We kitted up had a chat about the route before I headed up the polished steep groove. Terry was next, making steady progress to arrive surprised that it seemed easier than expected, next it was Kevin, with only a few rock climbs under his belt he had psyched himself up for giving it all he had. A few huffs and puffs later, he arrived, chuffed that he had managed to get up what, at first looked very intimidating. He was buzzing, he knew this was one of the trickiest sections technically. After some food and water, we bagged Alasdair then onto Mhiconnich which requires some careful route finding to get a safe passage to the bealach. At the Inn Pinn we were held up by a team that had taken 2 & 1/2 hours to get to the top of the pinn... Thankfully they let us pass to abseil off the end! A bonus to keep time on our side, we made fast progress towards Banachdich.

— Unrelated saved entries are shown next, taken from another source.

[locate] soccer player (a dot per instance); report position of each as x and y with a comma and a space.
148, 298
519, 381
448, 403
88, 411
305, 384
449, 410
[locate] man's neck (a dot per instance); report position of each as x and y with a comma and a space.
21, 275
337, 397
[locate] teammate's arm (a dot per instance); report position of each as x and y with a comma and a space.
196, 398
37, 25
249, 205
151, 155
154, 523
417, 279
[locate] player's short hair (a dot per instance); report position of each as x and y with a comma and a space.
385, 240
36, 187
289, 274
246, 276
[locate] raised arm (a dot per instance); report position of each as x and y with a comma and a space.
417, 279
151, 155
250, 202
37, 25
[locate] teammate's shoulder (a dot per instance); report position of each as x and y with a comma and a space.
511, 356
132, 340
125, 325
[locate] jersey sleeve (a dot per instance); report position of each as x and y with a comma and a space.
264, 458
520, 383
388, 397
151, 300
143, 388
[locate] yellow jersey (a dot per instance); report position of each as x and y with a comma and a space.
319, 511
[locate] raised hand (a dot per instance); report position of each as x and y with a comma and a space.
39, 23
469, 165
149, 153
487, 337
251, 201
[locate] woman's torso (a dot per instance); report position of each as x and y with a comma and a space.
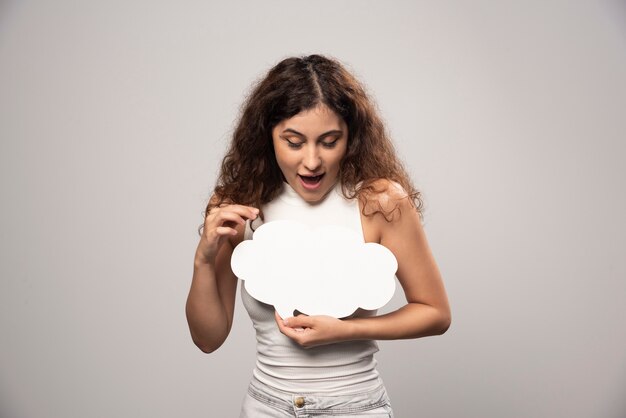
282, 363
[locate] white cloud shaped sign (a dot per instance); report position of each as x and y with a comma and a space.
325, 270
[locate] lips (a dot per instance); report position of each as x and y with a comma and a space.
311, 182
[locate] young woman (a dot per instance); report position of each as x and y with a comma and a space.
310, 146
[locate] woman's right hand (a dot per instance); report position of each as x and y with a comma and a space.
220, 223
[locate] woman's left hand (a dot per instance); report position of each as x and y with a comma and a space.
310, 331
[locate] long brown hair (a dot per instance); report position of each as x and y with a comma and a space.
249, 173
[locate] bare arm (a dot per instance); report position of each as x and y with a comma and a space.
427, 311
211, 300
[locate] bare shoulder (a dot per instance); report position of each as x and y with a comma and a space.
385, 197
385, 205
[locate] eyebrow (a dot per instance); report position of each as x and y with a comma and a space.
332, 131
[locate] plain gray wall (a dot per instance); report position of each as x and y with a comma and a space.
114, 116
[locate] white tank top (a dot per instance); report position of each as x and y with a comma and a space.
281, 363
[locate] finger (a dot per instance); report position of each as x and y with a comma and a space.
226, 216
224, 230
300, 321
244, 211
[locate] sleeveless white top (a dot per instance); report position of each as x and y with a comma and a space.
283, 364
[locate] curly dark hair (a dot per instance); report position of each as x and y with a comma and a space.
249, 173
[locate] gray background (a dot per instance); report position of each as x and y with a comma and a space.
114, 116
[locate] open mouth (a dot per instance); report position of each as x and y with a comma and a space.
311, 182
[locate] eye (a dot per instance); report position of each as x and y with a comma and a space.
330, 144
294, 145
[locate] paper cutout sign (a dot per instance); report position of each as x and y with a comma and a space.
325, 270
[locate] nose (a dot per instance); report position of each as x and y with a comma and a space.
312, 160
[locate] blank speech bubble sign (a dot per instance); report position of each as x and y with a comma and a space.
325, 270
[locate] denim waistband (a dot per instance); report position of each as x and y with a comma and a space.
317, 403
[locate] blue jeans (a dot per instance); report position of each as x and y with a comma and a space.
262, 401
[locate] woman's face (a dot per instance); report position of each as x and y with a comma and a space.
309, 148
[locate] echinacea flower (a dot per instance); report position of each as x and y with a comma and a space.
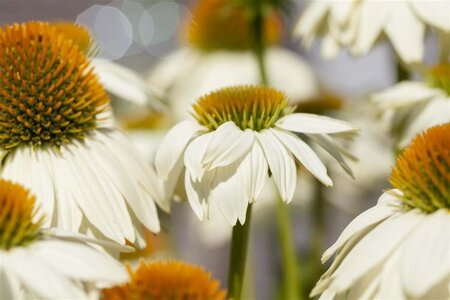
413, 106
359, 24
399, 249
167, 280
240, 133
57, 138
219, 53
46, 264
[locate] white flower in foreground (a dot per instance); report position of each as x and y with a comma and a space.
399, 249
240, 133
57, 138
220, 54
47, 264
359, 24
413, 106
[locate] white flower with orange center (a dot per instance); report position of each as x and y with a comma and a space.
47, 264
57, 138
242, 135
358, 25
413, 106
399, 249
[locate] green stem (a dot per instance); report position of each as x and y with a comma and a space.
238, 256
291, 276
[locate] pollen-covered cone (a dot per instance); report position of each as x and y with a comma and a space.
358, 25
167, 280
220, 54
57, 138
241, 135
399, 249
47, 264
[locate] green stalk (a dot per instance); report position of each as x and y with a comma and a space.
238, 254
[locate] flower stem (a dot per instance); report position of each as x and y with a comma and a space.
291, 276
238, 256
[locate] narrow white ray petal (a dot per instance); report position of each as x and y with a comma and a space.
432, 242
228, 144
173, 146
307, 157
38, 277
79, 261
310, 123
255, 172
374, 247
194, 154
228, 193
281, 164
406, 32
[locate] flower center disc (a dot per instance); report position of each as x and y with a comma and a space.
48, 93
224, 25
422, 171
253, 107
16, 216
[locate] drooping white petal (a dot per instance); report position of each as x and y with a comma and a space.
173, 146
425, 259
228, 144
281, 164
310, 123
406, 32
307, 157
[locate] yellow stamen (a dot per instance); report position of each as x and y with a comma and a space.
223, 25
253, 107
49, 94
167, 281
422, 171
17, 211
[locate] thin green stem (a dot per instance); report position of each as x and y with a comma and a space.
291, 274
238, 254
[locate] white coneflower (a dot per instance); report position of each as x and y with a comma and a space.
359, 24
57, 138
399, 249
240, 133
46, 264
413, 106
220, 54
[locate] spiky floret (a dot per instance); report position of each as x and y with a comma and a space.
422, 171
253, 107
167, 280
49, 94
17, 211
439, 77
224, 25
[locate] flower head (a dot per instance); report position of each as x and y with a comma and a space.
167, 280
241, 133
225, 25
401, 247
46, 264
58, 139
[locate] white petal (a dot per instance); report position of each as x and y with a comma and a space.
173, 146
255, 172
281, 164
307, 157
406, 32
310, 123
228, 144
425, 260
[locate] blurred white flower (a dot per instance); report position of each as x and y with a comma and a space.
58, 138
359, 24
399, 249
240, 133
413, 106
47, 264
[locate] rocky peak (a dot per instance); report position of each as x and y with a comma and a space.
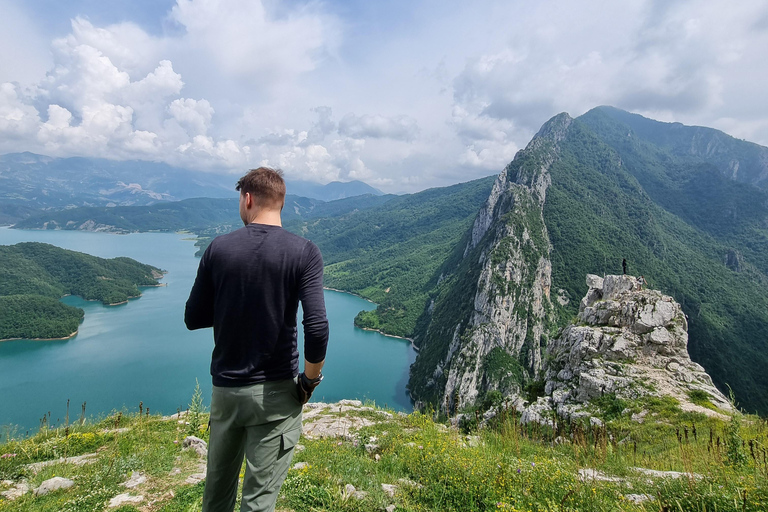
496, 344
630, 341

Some high fives after the TD Gap

I could tell Kevin was getting mentally drained and he was starting to doubt the technical sections after a long day. We agreed we would get to the bivy site and get food, water and one of the (small) pre-stashed cans of beer! Then we could chat through the next day and see how he felt in the morning, I mean for anyone that knows how fickle the weather can be on Skye, and with a rolling cloud inversion out to the Outer Hebrides we convinced him this was a once in a lifetime opportunity to bivy in such a truly breathtaking spot. Some brews and food on the go I had a job to do, now where is that water..? after a long day the legs certainly felt 14 litres from the bottom of An Dorus. Calories and hydration are key to maximising energy for the next day, even if you don't feel like it, you'll need it, and what a view for a midnight pee!

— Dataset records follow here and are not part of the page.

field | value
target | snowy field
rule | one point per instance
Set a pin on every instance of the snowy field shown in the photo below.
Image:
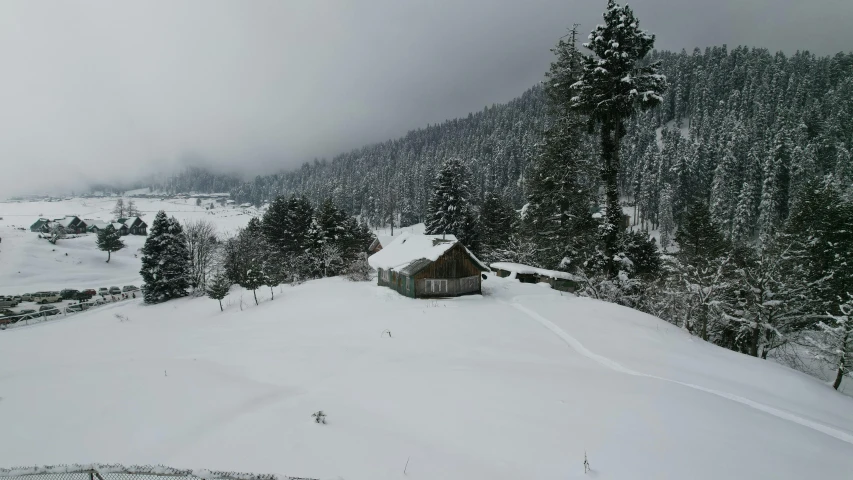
(29, 264)
(517, 383)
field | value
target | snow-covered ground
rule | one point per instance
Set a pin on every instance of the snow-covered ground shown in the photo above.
(517, 383)
(29, 264)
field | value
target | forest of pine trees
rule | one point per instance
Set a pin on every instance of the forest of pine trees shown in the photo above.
(741, 128)
(739, 159)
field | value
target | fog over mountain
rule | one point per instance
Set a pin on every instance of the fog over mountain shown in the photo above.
(113, 91)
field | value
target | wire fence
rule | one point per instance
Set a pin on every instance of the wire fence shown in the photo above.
(54, 312)
(133, 472)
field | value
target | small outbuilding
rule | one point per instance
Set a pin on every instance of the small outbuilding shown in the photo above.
(72, 224)
(120, 228)
(378, 243)
(41, 225)
(422, 266)
(95, 226)
(562, 281)
(135, 225)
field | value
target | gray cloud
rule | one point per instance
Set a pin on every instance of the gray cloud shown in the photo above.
(104, 90)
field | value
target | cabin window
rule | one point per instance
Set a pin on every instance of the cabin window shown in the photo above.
(436, 286)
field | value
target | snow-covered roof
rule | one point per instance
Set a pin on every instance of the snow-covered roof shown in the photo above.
(130, 221)
(96, 223)
(67, 221)
(408, 248)
(522, 269)
(386, 240)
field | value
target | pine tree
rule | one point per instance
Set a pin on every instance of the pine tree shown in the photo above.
(450, 210)
(667, 221)
(109, 240)
(131, 209)
(821, 226)
(833, 341)
(165, 261)
(218, 289)
(119, 209)
(699, 237)
(561, 179)
(612, 87)
(497, 225)
(253, 279)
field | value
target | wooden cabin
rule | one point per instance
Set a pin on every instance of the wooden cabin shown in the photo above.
(378, 243)
(424, 266)
(40, 226)
(72, 224)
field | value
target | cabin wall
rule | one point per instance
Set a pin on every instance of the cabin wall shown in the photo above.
(455, 263)
(454, 287)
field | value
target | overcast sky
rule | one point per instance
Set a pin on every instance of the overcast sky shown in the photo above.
(105, 90)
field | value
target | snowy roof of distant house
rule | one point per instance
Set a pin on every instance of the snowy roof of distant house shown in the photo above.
(522, 269)
(67, 221)
(386, 240)
(96, 223)
(410, 248)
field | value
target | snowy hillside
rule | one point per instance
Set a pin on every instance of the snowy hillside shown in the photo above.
(518, 383)
(29, 264)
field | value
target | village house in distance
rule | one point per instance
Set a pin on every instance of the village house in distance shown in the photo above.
(421, 266)
(73, 225)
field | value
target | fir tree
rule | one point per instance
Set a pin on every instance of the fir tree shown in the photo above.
(131, 209)
(667, 220)
(253, 279)
(119, 209)
(561, 180)
(450, 210)
(611, 88)
(109, 240)
(165, 261)
(699, 238)
(218, 288)
(497, 225)
(832, 343)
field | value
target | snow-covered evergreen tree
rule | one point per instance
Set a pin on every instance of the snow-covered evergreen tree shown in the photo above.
(613, 85)
(450, 209)
(832, 343)
(119, 209)
(667, 220)
(218, 288)
(497, 224)
(165, 261)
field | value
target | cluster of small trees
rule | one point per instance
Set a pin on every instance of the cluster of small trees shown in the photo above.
(125, 210)
(294, 241)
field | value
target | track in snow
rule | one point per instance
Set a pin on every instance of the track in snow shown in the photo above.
(613, 365)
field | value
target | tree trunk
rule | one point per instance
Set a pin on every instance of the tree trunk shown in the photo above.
(704, 322)
(610, 179)
(838, 376)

Kevin enjoying the unforgettable views

Sunset over the west, certainly one of the best places I have slept!

I lay awake from 5am, enjoying the faint heat and light of the sun rising over the top of the ridge line, it was looking like another memorable (good memorable) day on the ridge. We chatted through the key sections again over breakfast so everyone knew the plan, highlighting the tricky areas and if need be, some bypasses to help ease the stress on the brain. Off we went, taking in Mhadaidh and the next three tops with some nice scrambling along the way. In my opinion this is one of the finest views on the traverse as you head for the third top... simply breathtaking.


Heading towards the third top

The heat was building and we were, being typically Scottish, seeking shade at every opportunity. We spoke in depth about the complexities and time to traverse Bidein Druim nan Ramh and when we arrived we agreed to give it a dodge on the Northern flank. Another abseil into the col at the very end of An Casteil and we felt like we were covering ground quickly with the last three in sight. The only trig point in the Cuillin confirmed we were on Bruach na Frithe with the imposing Am Bastier laying in wait. We chatted about options and with tired legs and minds we opted to drop bags at the ascent towards the col for Bastier and Gillean.

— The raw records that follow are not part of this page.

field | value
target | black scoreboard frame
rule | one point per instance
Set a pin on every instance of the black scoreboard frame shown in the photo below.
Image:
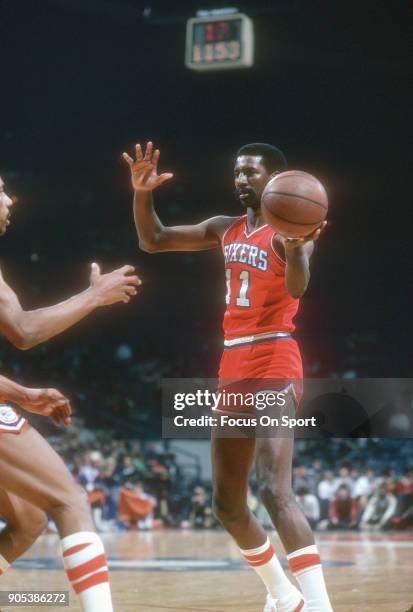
(244, 42)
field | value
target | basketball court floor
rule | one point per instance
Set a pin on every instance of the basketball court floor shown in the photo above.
(201, 571)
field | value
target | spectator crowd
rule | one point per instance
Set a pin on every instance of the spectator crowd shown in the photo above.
(144, 485)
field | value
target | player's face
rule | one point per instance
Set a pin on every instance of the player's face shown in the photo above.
(5, 204)
(250, 180)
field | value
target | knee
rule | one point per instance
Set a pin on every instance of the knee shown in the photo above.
(227, 509)
(28, 528)
(73, 499)
(275, 498)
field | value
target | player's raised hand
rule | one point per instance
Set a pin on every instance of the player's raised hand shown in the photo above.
(116, 286)
(144, 169)
(48, 402)
(293, 243)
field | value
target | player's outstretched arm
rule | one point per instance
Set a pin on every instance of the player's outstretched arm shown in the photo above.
(27, 328)
(153, 236)
(297, 252)
(47, 402)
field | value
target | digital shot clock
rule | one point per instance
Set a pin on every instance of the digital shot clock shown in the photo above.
(219, 42)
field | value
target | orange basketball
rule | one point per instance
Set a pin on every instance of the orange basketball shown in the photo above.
(294, 203)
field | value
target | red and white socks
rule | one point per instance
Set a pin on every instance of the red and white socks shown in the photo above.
(305, 564)
(264, 561)
(4, 565)
(85, 563)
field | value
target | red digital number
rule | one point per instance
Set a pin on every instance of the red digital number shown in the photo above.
(222, 30)
(209, 32)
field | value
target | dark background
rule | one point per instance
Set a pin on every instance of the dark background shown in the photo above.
(81, 81)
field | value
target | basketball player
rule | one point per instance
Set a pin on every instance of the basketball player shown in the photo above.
(34, 482)
(266, 275)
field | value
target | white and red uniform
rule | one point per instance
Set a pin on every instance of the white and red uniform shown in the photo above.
(258, 321)
(10, 420)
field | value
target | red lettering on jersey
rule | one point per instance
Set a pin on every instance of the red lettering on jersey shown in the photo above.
(257, 299)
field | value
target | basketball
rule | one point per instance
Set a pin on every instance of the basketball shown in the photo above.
(294, 203)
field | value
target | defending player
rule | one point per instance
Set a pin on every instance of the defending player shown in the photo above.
(266, 275)
(34, 481)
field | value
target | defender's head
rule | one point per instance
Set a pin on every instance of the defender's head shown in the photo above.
(5, 205)
(255, 164)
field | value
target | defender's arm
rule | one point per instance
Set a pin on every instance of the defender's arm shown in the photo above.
(26, 329)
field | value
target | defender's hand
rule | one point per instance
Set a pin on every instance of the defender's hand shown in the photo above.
(290, 244)
(48, 402)
(116, 286)
(144, 169)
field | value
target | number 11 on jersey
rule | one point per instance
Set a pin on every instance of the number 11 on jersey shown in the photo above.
(242, 299)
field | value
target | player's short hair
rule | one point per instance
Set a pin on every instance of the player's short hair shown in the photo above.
(273, 158)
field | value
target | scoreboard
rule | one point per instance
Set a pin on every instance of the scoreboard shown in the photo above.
(219, 42)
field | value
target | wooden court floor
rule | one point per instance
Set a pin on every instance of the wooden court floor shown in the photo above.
(186, 571)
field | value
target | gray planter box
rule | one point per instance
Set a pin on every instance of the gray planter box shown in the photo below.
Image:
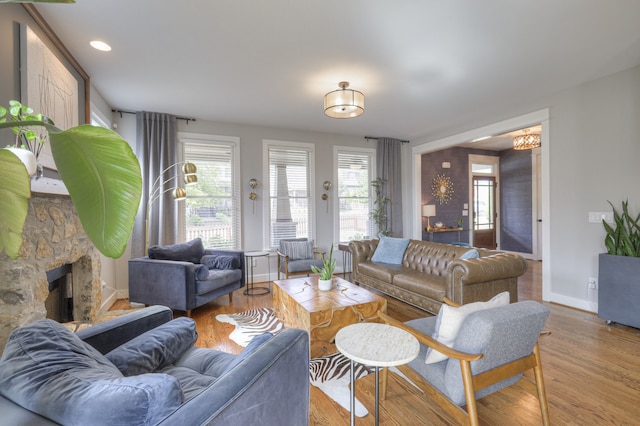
(619, 289)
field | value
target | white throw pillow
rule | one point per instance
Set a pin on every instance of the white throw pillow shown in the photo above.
(450, 320)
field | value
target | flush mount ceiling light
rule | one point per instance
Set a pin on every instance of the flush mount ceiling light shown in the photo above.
(526, 141)
(100, 45)
(343, 103)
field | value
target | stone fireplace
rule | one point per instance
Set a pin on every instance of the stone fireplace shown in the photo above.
(52, 238)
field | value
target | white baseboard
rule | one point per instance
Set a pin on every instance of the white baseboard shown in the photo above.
(573, 302)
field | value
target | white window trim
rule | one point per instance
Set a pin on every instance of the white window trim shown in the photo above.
(234, 142)
(266, 212)
(372, 173)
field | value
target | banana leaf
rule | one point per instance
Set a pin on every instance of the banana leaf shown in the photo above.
(102, 175)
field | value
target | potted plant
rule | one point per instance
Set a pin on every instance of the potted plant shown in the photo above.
(379, 213)
(619, 269)
(28, 141)
(326, 273)
(101, 174)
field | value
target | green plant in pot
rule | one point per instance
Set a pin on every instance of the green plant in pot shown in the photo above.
(100, 172)
(619, 269)
(326, 273)
(379, 213)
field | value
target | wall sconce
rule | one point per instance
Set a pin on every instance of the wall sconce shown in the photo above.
(253, 183)
(178, 193)
(428, 211)
(327, 186)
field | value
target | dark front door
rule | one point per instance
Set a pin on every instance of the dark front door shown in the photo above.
(484, 212)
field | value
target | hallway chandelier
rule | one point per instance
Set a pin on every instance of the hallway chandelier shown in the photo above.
(344, 103)
(526, 141)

The weight with all of our extra camping equipment felt nice to be off our backs making every step feel a little easier than before. We took Am Bastier in good time with the bad step being enjoyable for everyone! Next and finally it was time to tackle Gillean. It was busy, but we seemed to time it well and only waiting 15min at the abseil down the chimney, finishing the last of the technical sections, much to Kevin's delight! He couldn't believe it, we had managed to complete the traverse and after some doubts, here we were with just the walk out to get some well deserved food and a cheeky beer. Fish & chips in hand we chatted about achieving, for many a lifetime ambition of traversing this complex, challenging, mentally and physically draining ridge and in such memorable conditions, making and being part of memories for life.